Hyperuricemia, which is having too much uric acid in your body, is very common but difficult to diagnose. It does not cause symptoms, but it can lead to health conditions such as kidney stones and gout. Therefore, it is important to understand the condition to keep your health under control.
Urologist at Fortis Hospital and Kidney Institute, Kolkata Dr.
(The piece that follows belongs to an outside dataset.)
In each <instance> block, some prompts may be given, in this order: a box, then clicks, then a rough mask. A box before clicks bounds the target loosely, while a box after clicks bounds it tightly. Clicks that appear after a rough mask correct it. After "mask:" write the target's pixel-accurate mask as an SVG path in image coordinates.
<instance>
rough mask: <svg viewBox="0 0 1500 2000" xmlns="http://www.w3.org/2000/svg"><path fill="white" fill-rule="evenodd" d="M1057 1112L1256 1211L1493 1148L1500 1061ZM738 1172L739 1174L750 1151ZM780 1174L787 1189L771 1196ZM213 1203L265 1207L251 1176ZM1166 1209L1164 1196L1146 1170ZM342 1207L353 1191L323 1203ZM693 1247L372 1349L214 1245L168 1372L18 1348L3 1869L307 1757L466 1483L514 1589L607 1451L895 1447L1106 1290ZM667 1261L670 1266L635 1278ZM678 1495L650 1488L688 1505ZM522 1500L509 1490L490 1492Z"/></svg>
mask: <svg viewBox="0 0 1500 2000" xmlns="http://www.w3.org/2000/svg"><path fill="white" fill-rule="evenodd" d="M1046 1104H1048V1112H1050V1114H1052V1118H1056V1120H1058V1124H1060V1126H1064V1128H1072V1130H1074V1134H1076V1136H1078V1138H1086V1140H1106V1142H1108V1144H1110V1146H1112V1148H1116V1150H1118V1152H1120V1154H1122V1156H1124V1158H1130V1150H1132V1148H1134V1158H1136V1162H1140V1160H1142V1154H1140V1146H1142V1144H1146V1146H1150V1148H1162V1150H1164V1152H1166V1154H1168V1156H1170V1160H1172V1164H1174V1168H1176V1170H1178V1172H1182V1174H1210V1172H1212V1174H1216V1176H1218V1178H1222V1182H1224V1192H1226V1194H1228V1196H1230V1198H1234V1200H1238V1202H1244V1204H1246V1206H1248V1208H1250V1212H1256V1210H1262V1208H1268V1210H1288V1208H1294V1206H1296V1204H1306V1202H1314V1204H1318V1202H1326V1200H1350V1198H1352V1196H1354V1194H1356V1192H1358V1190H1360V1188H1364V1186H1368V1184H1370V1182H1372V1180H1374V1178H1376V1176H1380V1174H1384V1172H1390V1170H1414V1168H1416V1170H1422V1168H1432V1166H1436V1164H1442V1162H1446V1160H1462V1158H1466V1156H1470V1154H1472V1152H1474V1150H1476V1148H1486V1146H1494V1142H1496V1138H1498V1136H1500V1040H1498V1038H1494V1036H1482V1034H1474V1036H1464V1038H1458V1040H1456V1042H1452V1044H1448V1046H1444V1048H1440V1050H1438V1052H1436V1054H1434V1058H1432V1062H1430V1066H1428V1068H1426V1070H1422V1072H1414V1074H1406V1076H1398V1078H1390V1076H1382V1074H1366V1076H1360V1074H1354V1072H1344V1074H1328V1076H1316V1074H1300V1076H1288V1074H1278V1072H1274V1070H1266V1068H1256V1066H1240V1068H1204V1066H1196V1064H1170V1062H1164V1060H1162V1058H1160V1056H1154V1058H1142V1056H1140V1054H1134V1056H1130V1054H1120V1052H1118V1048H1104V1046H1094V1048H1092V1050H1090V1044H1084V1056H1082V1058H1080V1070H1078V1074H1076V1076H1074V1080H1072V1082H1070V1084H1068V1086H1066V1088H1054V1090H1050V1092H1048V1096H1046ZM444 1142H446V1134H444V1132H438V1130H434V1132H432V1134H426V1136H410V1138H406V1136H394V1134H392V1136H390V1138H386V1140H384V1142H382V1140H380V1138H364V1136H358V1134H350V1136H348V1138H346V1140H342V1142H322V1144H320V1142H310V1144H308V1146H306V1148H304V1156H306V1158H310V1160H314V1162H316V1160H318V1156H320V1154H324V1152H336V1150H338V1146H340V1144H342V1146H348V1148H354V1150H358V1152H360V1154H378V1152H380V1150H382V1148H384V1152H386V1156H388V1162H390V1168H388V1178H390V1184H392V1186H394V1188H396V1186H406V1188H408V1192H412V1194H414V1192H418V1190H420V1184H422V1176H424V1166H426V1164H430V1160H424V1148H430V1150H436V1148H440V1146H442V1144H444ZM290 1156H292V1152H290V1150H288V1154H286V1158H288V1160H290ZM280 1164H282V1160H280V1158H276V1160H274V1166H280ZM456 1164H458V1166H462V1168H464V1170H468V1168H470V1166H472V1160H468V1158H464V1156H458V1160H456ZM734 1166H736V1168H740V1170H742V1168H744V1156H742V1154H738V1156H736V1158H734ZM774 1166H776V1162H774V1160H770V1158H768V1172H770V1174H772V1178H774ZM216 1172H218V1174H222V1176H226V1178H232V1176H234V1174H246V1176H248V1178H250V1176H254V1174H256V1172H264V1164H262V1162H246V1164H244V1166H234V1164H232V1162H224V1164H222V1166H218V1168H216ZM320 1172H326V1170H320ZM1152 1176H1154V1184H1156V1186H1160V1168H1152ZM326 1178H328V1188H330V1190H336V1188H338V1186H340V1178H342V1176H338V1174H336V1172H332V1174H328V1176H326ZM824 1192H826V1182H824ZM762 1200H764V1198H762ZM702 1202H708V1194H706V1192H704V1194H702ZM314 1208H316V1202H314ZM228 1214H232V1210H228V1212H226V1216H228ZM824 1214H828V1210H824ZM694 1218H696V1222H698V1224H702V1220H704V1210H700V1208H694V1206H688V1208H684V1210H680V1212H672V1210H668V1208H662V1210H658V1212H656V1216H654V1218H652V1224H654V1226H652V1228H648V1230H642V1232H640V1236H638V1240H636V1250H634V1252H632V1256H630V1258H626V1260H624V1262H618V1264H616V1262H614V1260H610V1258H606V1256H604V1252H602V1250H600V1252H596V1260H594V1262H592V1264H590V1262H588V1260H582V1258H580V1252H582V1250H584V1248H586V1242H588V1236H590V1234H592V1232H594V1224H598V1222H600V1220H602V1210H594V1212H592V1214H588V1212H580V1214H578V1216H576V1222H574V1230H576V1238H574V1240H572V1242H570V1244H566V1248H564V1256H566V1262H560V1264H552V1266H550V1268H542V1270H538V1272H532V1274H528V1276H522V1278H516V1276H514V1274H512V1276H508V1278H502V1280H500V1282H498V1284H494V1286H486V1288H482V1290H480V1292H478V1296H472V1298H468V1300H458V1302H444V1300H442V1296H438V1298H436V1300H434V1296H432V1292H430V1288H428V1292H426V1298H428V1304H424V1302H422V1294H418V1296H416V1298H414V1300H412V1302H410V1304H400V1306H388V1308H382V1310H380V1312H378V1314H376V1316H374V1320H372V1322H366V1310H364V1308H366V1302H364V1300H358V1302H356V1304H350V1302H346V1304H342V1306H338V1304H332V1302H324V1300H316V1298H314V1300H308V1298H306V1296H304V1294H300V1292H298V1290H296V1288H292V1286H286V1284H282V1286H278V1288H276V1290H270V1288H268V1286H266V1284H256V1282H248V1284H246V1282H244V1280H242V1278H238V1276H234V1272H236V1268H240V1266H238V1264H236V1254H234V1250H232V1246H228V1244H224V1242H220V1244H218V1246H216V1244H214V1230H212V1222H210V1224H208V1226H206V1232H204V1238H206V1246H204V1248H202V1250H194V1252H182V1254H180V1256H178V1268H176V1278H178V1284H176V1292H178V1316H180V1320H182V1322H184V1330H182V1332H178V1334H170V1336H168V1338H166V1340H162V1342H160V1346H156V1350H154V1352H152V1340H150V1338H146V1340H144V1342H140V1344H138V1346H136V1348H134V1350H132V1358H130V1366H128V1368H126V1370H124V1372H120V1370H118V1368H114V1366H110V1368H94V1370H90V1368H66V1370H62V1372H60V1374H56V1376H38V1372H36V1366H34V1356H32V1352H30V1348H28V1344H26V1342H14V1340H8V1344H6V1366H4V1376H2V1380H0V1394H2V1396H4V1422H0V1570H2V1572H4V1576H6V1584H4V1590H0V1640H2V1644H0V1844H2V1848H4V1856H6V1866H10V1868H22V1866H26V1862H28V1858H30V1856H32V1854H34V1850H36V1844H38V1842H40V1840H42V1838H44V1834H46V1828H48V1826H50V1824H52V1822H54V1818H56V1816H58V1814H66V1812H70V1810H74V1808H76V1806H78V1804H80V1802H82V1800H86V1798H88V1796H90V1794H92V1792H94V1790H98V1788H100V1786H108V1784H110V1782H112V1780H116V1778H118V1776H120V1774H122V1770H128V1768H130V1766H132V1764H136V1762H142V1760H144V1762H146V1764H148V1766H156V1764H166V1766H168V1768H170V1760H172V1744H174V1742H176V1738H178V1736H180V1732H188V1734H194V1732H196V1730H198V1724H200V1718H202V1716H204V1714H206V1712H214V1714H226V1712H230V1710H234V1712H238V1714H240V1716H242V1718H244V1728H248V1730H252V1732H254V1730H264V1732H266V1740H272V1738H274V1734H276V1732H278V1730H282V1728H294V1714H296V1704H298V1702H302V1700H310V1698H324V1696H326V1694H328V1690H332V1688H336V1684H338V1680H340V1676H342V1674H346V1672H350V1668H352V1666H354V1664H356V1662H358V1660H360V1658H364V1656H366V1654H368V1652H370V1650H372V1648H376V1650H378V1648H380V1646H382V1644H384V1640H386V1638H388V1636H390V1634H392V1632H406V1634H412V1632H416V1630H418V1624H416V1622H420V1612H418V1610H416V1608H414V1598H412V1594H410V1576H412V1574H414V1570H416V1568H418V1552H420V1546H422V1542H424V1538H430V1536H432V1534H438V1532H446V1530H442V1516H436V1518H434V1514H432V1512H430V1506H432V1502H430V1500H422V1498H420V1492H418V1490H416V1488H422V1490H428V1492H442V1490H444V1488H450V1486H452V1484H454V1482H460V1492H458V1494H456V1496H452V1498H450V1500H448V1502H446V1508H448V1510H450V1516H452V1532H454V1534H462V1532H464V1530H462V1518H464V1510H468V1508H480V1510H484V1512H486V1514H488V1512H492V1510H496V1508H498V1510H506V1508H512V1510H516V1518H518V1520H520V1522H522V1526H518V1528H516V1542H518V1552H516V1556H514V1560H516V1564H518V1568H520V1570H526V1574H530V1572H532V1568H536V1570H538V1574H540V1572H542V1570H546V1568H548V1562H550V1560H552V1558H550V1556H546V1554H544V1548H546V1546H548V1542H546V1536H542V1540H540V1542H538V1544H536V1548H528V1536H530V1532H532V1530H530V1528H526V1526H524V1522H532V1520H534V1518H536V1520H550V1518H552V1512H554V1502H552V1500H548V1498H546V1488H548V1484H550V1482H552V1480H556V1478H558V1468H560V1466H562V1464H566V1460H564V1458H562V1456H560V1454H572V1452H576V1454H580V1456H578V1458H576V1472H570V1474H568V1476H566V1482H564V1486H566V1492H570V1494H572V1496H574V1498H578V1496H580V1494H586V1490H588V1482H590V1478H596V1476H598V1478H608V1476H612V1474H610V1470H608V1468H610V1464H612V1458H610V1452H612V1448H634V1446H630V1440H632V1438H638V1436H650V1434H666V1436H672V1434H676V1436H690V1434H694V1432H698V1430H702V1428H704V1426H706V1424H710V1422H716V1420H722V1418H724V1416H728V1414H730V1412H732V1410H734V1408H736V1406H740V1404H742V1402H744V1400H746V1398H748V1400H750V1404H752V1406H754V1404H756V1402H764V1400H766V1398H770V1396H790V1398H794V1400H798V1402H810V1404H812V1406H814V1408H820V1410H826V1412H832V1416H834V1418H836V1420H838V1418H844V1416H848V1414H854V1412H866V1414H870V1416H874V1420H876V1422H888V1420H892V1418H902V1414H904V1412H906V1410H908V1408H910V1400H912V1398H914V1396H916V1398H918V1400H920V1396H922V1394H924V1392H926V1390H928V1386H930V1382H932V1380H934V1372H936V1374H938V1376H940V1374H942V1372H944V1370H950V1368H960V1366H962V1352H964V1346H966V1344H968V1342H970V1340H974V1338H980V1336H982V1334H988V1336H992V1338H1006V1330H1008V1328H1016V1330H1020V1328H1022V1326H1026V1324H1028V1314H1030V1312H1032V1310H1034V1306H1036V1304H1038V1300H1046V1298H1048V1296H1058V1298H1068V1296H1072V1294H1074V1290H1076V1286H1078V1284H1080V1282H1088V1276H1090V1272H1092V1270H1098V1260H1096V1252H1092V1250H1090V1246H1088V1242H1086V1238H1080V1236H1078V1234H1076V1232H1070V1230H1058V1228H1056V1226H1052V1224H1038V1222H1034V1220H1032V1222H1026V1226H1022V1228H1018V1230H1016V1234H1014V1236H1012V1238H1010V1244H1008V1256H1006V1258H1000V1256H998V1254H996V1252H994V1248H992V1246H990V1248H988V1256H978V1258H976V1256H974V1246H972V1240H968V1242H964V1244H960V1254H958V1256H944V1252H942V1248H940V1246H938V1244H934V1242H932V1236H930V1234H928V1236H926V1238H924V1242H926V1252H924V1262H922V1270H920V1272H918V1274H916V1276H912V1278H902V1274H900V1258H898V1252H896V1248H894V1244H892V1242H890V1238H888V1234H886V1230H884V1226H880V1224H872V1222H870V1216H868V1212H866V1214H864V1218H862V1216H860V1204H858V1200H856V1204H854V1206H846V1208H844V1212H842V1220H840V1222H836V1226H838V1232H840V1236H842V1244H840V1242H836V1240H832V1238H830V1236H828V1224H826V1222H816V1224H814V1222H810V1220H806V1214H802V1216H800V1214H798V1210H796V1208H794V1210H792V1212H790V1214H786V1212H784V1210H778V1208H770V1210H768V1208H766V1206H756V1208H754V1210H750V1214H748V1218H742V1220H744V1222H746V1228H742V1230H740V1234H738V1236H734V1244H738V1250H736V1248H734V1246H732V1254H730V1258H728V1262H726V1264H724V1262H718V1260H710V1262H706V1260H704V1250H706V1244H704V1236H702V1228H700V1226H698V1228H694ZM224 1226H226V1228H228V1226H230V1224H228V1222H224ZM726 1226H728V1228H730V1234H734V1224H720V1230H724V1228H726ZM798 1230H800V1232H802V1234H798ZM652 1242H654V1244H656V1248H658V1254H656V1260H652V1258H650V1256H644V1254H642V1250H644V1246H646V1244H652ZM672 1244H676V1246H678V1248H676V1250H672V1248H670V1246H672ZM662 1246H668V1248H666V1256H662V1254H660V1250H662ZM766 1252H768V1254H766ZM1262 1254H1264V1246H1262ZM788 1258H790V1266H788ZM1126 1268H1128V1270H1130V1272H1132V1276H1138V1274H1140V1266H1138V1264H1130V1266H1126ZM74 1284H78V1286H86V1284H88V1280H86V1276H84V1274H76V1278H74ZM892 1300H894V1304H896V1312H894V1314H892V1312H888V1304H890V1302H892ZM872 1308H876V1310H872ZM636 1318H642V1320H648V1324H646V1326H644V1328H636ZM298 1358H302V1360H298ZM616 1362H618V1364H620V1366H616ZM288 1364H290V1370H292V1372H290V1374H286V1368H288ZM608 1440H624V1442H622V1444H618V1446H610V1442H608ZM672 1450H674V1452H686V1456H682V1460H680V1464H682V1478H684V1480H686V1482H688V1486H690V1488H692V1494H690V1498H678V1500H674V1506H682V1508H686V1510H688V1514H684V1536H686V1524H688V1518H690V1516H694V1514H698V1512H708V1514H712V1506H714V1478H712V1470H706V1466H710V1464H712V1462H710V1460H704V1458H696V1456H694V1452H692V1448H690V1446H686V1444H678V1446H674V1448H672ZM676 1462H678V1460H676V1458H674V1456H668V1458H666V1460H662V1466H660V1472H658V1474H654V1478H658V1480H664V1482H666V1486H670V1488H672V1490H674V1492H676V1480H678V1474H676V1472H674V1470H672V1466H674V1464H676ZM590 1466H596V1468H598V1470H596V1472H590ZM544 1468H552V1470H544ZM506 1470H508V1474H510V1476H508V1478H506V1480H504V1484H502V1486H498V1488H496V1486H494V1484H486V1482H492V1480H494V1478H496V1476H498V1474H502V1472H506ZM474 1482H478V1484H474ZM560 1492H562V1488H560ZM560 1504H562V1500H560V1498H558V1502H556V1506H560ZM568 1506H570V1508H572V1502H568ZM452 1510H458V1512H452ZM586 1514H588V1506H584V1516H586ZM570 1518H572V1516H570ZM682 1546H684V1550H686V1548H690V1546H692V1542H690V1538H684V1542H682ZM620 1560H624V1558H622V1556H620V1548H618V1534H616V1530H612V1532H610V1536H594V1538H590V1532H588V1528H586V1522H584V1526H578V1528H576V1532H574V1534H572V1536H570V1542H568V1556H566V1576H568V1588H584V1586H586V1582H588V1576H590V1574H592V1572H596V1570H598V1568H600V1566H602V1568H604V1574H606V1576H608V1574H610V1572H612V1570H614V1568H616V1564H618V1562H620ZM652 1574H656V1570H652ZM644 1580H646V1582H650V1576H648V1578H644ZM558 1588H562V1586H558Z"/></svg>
R. Datta has been informed about hyperuricemia, its causes, risk factors and lifestyle to be followed by specialized medical website “onlymyhealth”.
High uric acid
The body produces uric acid, which is filtered from the bloodstream during urination and is eliminated by the kidneys in 60-65% of cases.
“The gut removes the rest through it and through the bile,” Dutta says. There may be problems with increased uric acid or improper excretion. “This can lead to the production of crystals, which can accumulate in the kidneys or joints and lead to kidney stones, gout or other serious health problems.”
According to a study conducted by the Journal of Medical Association of India, more than 30% of patients suffer from hyperuricemia, diabetes, hypertension or both. Both acute kidney injury and the development of chronic kidney disease can be affected by high levels of uric acid. However, in asymptomatic cases, it may go undiagnosed.
Dr. Dutta adds, “The importance of early detection of high uric acid and its proper management is essential to manage one’s health well and prevent or manage associated diseases.”
Causes of High Uric Acid Levels
Dr Dutta says, “Some digestive, kidney or hormonal disorders can affect the body’s ability to remove uric acid from the body, leading to high levels of uric acid in the blood.” Fatty meats, shellfish, alcohol, dry beans or peas, and fructose (foods high in natural sugar, mainly found in fruits like apples and watermelon) can lead to high uric acid levels.
How to recognize hyperuricemia
Most people do not experience any symptoms, although high uric acid levels can have serious effects on the body.
Dr. Dutta asserts, “As a result, individuals need to identify risk factors, undergo early screening to detect them early, manage them well and reduce the chances of developing related complications like kidney stones.”
Dr Dutta listed some specific factors as follows:
– Some people may experience joint pain, soreness, swelling or redness.
Kidney stones caused by high uric acid levels can also cause symptoms such as nausea, lower back or abdominal pain, and painful or difficult urination.
Asymptomatic hyperuricemia increases the likelihood of developing several diseases, including diabetes, obesity, and cardiovascular disease. However, 60% of people with hyperuricemia have no symptoms.
“As a result, most of them remain undiagnosed,” adds Dr Dutta.
Risk factors for hyperuricemia
Dr. Dutta listed the risk factors for hyperuricemia as follows:
– You are more likely to develop this condition if you are male, older, obese or have a high body mass index. Eating too much red meat, seafood, fructose or alcohol.
– People with high blood pressure, diabetes, kidney disease, hyperlipidemia and hypothyroidism are at higher risk.
Lifestyle modifications to manage hyperuricemia
Dr. Dutta lists the following lifestyle changes you should follow to manage hyperuricemia:
– Do physical activity like exercise daily
– Maintain a healthy weight
– Limit consumption of red meat, fish and alcohol
– Eat low-fat dairy products
– Include vitamin C rich foods in your diet
– Eat more plant protein, nuts and legumes
– Avoid foods high in fructose corn syrup (a type of sugar) and limit sugary drinks.
“If a person has any worrisome symptoms or thinks they are at high risk of developing hyperuricemia, they should talk to their doctor,” Dr Dutta concluded. “This will help develop a concrete action plan to lower uric acid levels.”